We just swap the kernel arguments before launch, depending on which grid to use as previous-state, and which for target updated state.
Code involves heavy use of macros for automatic struct, callbacks and function declarations / definitions (inspiration taken from PyTorch codebase), inline function calls and minimized branching.

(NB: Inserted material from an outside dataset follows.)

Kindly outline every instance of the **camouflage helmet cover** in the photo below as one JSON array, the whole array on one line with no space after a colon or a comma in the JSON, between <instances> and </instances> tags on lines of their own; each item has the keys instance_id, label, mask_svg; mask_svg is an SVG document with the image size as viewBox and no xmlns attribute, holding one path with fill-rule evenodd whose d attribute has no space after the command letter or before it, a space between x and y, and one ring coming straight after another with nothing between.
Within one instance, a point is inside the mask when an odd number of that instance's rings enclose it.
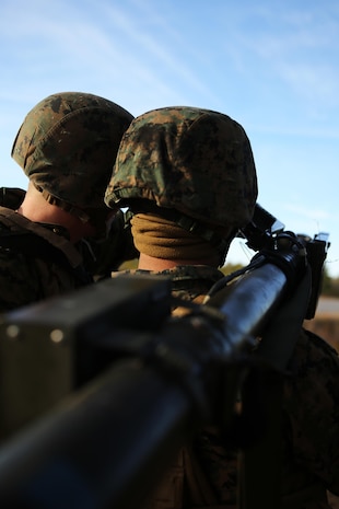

We added Pseudo Random Number Generation (not supported in any capacity by OpenCL), to make our behaviors more stochastic. This was done by initializing a buffer of random seeds (from C++ stdlib generators) in the GPU, when DeviceGrid is created. Then our random number functions within the OpenCL program, accessed using simple macros, will read in the current cell (row, col) seed, update the seed using Java-Random algorithm (we have support for XOR shift, Mersenne Twister as well), and give a random number. This way, each kernel thread can have its own string of random numbers over time.
We implemented random floating point values, and values between ranges for both integers and floats using this base algorithm. This means we have a one time initialization cost, and get cheap pseudo random number generation.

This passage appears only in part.